The gradient method is used for training. The gradient of the loss function $L(x,y|w)$ with respect to the weights of the neural network is computed and the weights are then adjusted according to the relation \(w_i = w_i - \alpha\frac{\partial L(x,y \| w)}{\partial w_i},\) where $\alpha$ is the learning parameter.

Currently, libraries that can calculate the gradient symbolically are most commonly used to calculate it. Practically, all that is needed is to write a forward computation of the network and implement a loss function. Existing tools take care of the gradient calculation. However, for a better understanding of neural networks, it is worth trying to calculate the gradient at least in this simple case.

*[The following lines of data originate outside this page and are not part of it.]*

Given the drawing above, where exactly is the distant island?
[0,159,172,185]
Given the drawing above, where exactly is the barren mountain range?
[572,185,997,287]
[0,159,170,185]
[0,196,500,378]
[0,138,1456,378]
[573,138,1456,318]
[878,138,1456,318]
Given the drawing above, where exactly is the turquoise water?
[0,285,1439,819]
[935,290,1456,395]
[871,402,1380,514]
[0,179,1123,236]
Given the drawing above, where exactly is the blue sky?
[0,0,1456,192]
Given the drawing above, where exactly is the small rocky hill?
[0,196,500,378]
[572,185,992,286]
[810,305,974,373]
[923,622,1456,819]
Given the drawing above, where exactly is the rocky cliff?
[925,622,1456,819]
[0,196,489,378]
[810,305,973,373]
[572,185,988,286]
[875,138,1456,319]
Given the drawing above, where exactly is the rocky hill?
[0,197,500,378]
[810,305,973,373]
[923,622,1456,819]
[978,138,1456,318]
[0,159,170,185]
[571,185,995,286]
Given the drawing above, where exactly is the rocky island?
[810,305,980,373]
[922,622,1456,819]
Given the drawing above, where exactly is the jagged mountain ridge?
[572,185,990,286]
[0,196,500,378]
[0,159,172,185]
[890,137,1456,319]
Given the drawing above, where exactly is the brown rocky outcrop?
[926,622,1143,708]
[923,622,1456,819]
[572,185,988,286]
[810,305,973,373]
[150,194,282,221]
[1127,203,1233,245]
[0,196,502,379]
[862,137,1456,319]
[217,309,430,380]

Let’s start with the calculation for the output layer. Let us denote by $w_{jk}$ the weight between the $j$-th neuron in the last hidden layer and the $k$-th neuron in the output layer. The output of this neuron is $y_k = f(\xi_k)$, where $x_j$ is the output of the $j$-th neuron in the last hidden layer and $\xi_k = \sum w_{jk} x_j$. Considering the error function $E(x,t|w) = \frac{1}{2}\sum_k (y_k - t_k)^2$ ($t$ denotes the vector of desired outputs, $y$ denotes the network output), its derivative with respect to the weight $w^L_{jk}$ is given by the calculation below (we applied the rule for the derivation of the composite function).

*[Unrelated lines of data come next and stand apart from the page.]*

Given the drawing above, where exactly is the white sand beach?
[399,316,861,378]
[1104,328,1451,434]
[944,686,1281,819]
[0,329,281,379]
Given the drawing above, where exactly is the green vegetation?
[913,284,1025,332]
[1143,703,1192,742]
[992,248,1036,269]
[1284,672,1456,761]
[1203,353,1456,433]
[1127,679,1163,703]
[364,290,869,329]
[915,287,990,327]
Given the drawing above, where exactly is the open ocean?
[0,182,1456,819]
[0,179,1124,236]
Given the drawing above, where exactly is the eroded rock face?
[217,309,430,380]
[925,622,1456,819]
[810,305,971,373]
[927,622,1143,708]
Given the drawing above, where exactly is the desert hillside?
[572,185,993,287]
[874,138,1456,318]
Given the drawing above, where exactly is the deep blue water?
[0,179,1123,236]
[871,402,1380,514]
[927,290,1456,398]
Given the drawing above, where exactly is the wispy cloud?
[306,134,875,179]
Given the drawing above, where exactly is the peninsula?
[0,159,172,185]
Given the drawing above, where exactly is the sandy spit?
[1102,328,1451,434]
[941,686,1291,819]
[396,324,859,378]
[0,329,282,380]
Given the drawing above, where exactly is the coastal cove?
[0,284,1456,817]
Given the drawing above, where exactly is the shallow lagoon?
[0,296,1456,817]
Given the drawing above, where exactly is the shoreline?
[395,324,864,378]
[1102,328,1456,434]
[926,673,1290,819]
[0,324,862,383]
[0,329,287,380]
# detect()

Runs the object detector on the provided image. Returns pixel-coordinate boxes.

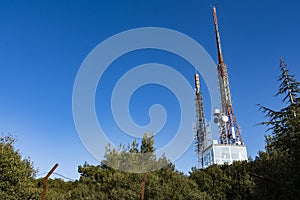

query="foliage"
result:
[0,135,38,199]
[252,58,300,199]
[0,59,300,200]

\[\frac{\partial E}{\partial w^L_{jk}}=\frac{\partial E}{\partial y_{k}}\frac{\partial y_{k}}{\partial\xi_{k}}\frac{\partial\xi_{k}}{\partial w^L_{jk}}=(y_{k}-t_{k})x_{j}\frac{\partial f(\xi_j)}{\partial\xi_{j}}.\]

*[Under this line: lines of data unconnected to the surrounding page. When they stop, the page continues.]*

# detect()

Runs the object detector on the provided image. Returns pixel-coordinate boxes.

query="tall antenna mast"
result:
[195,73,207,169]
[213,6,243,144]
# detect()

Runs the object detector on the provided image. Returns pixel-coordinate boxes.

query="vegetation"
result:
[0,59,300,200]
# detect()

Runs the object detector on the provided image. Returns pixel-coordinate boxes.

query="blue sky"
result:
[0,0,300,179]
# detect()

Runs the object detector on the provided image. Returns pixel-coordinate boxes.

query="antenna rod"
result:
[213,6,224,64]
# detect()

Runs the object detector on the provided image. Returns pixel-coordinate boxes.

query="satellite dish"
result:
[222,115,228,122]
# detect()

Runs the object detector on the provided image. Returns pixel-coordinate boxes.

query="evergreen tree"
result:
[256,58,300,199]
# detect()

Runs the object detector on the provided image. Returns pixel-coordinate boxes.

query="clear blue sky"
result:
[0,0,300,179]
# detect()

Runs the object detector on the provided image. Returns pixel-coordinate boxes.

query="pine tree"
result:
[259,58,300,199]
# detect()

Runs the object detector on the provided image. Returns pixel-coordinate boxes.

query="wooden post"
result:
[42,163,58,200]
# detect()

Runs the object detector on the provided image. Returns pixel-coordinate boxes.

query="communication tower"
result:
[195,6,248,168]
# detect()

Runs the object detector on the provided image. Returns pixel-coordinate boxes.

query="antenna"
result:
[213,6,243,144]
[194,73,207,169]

In order to calculate the derivative of the loss function according to the weights in the hidden layers of the neural network, it is useful to imagine what exactly the last two layers of this network calculate. We will denote by $k$ the neurons in the output layer, by $j$ the neurons in the last hidden layer, and by $i$ the neurons in the hidden layer before the last hidden layer. The inputs of these neurons will be labeled as $x_k$, $x_j$, and $x_i$, their activations will in turn be labeled as $\xi$ with the appropriate index, and their activation functions will be labeled as $f$ with that index. We denote the weights between the last hidden and output layer as $w^L$ and the weights between the last two hidden layers as $w^{L-1}$. Thus, the last two layers compute the expression $y_{k}=f_{k}(\sum_{j}w_{jk}^L f_{j} (\sum_i w_{ij}^{L-1} x_{i}))$. If we again consider the same loss function, we get its derivative again according to the rule for derivation of a composite function as

\[\frac{\partial E}{\partial w_{ij}^{L-1}}=\left[\sum_{k}\frac{\partial E}{\partial\xi_{k}}\frac{\partial\xi_{k}}{\partial y_{j}}\right]\frac{\partial y_j}{\partial\xi_{j}}\frac{\partial\xi_{j}}{\partial w_{ij}^{L-1}}=\left[\sum_{k}\delta_{k}w_{jk}^{L}\right]y_{i}\frac{\partial f_{j}(\xi_{j})}{\partial\xi_{j}}.\]

We can notice that we have already calculated the first part of the sum ($\frac{\partial E}{\partial\xi_{k}}$) in the calculation for the output layer. So let’s denote it by $\delta_k$ and this gives us a simplified version of the expression after the last $=$. Now, just note that we have not used anywhere the information that $k$ denotes the output layer and we can therefore use the same expression for all hidden layers. If we still define here \(\delta_{j}=\frac{\partial E_{v}}{\partial\xi_{j}}=\frac{\partial f_{j}(\xi_{j})}{\partial\xi_{j}}\sum\delta_{k}w_{jk}\), we get the well-known adaptation rule for training neural network weights (the definition of $\delta_j$ varies depending on whether it is a hidden or output layer): \(w_{ij}^{k+1}=w_{ij}^{k}-\alpha\delta_{j}y_{i}.\)

We have not yet discussed the derivation of the activation function with respect to its input. It can be shown that, for example, for a sigmoid it is $\lambda y_{j}(1-y_{j})$. Also, so far we have only computed the derivative for one input instance - but for multiple instances we only get the sum of these derivatives.